Sunday, April 10, 2016

The Ephemerel Person

A few weeks ago I saw a video of myself some fifteen years ago. I was conscious of the fact that I had no identification whatsoever with the image on the screen. I was not entirely surprised because I had been contemplating many years on the insubstantial actuality of the person. This viewing was an unasked for confirmation that I no longer identified with the body mind. I did not identify in the least with the person on the screen, nor with the apparent person watching the video. 

I was conscious of the fact that I no longer had the same ideas or beliefs as the person in the video. Nor did I believe that the person watching the video would be the same person a week from today. It was similar to my feeling that my children were not mine, but belonged to life. 

If was fitting that in the video I was giving a talk at my father's memorial service. The main thrust of my talk was that my father tried to make me in his own image, but that I, and my brothers and sisters belonged to life, and not to him. 

My Father was an authoritarian, and his religion was authoritarian. He loved us through that prism. But the effect was not loving. He failed to know that we belonged to ourselves and to a higher power of our own understanding. 

I know for certain that this body-mind is an ephemeral thing, impermanent. It came and it will go, as all of us do. Our extinction is not a thought we love, since it places us on shaky ground. We all have a sneaky suspicion that we should be eternal. Where does this suspicion come from? Is there some missing truth? 

We have a nagging question, as the song says, "Is this all there is? Something knows there is more to the story than the story. What is That? 

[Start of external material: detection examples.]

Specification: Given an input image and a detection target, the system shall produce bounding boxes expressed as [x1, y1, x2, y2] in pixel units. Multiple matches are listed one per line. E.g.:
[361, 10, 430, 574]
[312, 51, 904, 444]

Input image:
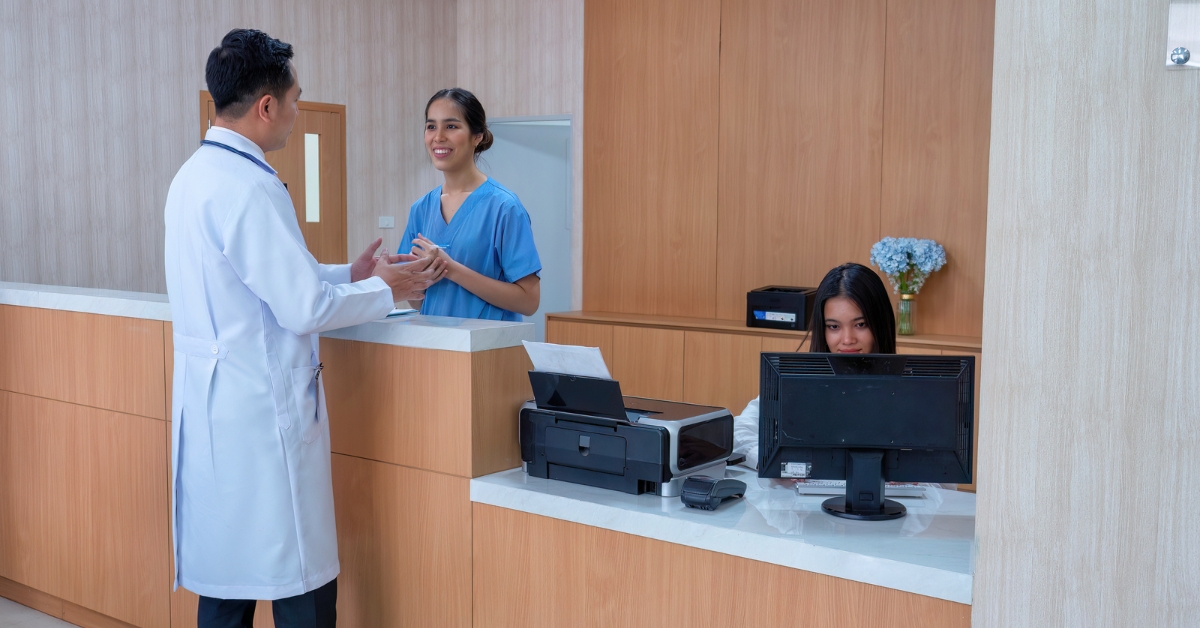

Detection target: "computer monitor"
[758, 353, 974, 520]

That is what the non dual sages of ancient India revealed in their Advaita Vedanta. It is what the Christian mystics saw in their revelations. Meister Eckart, a Christian mystic said,  'The eye through which I see God is the same eye through which God sees me; my eye and God's eye are one eye, one seeing, one knowing."

In ancient India the sages taught in the forest, and they taught only the qualified. They were wary of the public that would not understand and cause them trouble. Christian mystics were burned at the stake, and Meister Eckart was tried as a heretic by Pope John XXII and died before the verdict. 

Today, non duality is taught in the open. We are lucky to be alive in this day and age where this is so. If you find your way to this teaching and come to this understanding, you realize that our desire for eternal life is not unfounded. 

However, as the sages say, "Die before you die." This refers to seeing the person as an appearance, an aspect of something greater. That greater being is what we are, and That does not come and go.